三日时光,转瞬即逝。
早上的晨雾尚未散去,陈府门前已是人声马嘶,一派整装待发的景象。
金算盘今日难得换上了一身乾净的缎面长衫,他站在马车旁,对著自己的徒弟杨方反覆叮嘱。
“到了云南,凡事多听封小友他们的安排,你小子本事是有,就是性子太傲,得多磨磨。”
杨方此时背著那根標誌性的黑布长条,闻言,闷声点头。
“好的,师傅。”
见状,金算盘才转向封思启,拱了拱手,神情郑重道:
“封小友,我这徒弟,可就拜託你了。”
“老夫这把骨头,就不去那瘴癘之地给你们添乱了,只在长沙城里,备好酒菜,静候诸位凯旋。
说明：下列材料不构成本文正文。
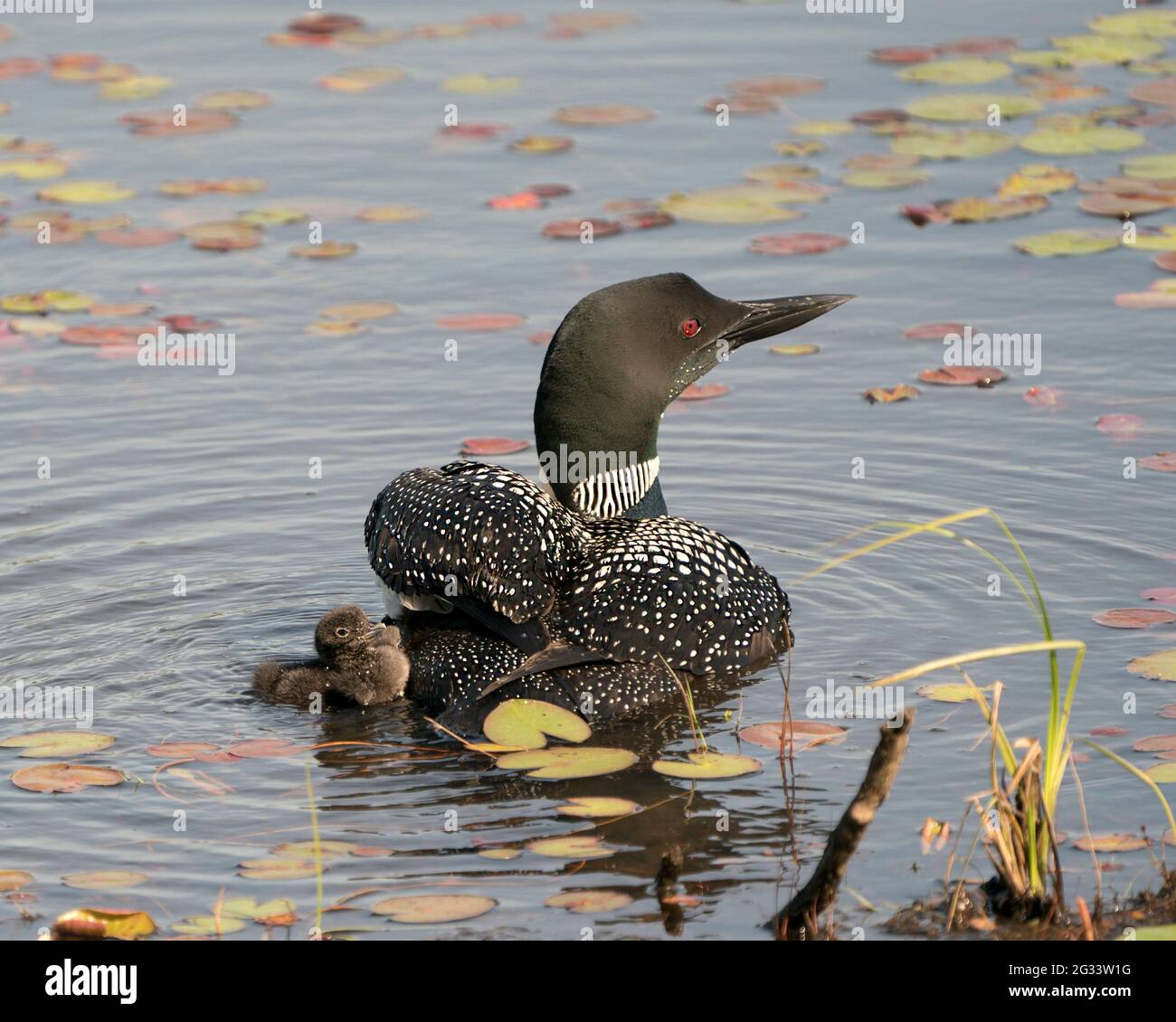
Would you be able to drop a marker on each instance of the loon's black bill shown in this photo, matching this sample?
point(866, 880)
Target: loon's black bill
point(774, 316)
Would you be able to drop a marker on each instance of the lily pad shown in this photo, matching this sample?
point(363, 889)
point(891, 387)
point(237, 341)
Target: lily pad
point(1067, 242)
point(972, 106)
point(528, 723)
point(567, 763)
point(963, 71)
point(577, 846)
point(589, 901)
point(593, 806)
point(105, 880)
point(434, 908)
point(1110, 842)
point(708, 767)
point(60, 778)
point(1160, 666)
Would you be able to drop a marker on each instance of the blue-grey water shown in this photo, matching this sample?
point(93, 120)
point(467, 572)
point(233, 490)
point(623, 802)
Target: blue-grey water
point(179, 472)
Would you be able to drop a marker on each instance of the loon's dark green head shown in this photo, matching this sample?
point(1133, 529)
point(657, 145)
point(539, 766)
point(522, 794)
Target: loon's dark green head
point(615, 364)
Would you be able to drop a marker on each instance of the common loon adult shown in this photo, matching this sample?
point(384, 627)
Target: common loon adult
point(594, 572)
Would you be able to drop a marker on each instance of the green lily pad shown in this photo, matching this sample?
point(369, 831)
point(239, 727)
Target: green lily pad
point(1102, 48)
point(949, 692)
point(963, 71)
point(525, 724)
point(968, 144)
point(1159, 166)
point(55, 744)
point(576, 846)
point(1160, 666)
point(565, 763)
point(1067, 242)
point(708, 767)
point(434, 908)
point(593, 806)
point(972, 106)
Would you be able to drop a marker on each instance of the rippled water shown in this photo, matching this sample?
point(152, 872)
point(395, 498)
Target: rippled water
point(165, 473)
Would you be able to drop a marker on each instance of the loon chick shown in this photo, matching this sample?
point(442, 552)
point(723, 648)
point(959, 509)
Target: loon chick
point(596, 572)
point(359, 664)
”
封思启笑著忙回了一礼。
“前辈放心,杨方兄弟与我等同行,自当如亲兄弟一般相互照应。”
另一边,陈玉楼一身劲装,跨坐在一匹高头大马上,显得意气风发,闻言,忙对著金算盘朗声笑道:
“前辈且安心在家等著,待我等从那献王墓中取了宝回来,庆功宴上,再敬您三大碗!”
眾人相视一笑,离別的愁绪被这番豪言冲淡了不少。
红姑娘早已清点完所有行装,她同样翻身上马,动作乾脆利落,对著陈玉楼一点头。
“总把头,可以出发了。”
得见,陈玉楼手中马鞭一扬,清脆的鞭响划破晨雾。
“出发!”
於是,一行数人,连同几名卸岭的精锐好手,便浩浩荡荡的驶出了湘阴城,直奔南下的水路码头。
自湘阴至昆明,路途遥远,水陆交替,足足耗费了七日的光景。
此时船行於江上,两岸的景致也从鱼米之乡的平缓富庶,逐渐变为山势起伏的奇峻险要。
空气愈发湿润,带著一股草木与红土混合的独特气息。
封思启一人独自站在船头,江风拂面,吹动黑色的袍角。
他遥望著远方连绵不绝的苍翠群山,脑中却在飞速盘算著,此进献王墓的种种细节与可能出现的突发情况。
“封大哥,在想什么?”
突听一道清脆的女声在身后响起。
却是红姑娘不知何时也走到了船头,而她手中正端著一碗热气腾腾的肉粥。
“赶了这许久的路,吃点东西暖暖身子。”
话落,便將碗递了过来,一双明眸在江风中显得格外清亮。
封思启迟疑了一会,才接过热粥,道了声谢。
“只是在想,这云南的山,与中原大不相同。”
红姑娘顺著他的视线望去,忙笑道:
“何止是山,人也不同。”
“我听闻,这彩云之南,多的是奇人异事,山中更有数不清的毒虫猛兽,咱们此行,怕是不会太平。”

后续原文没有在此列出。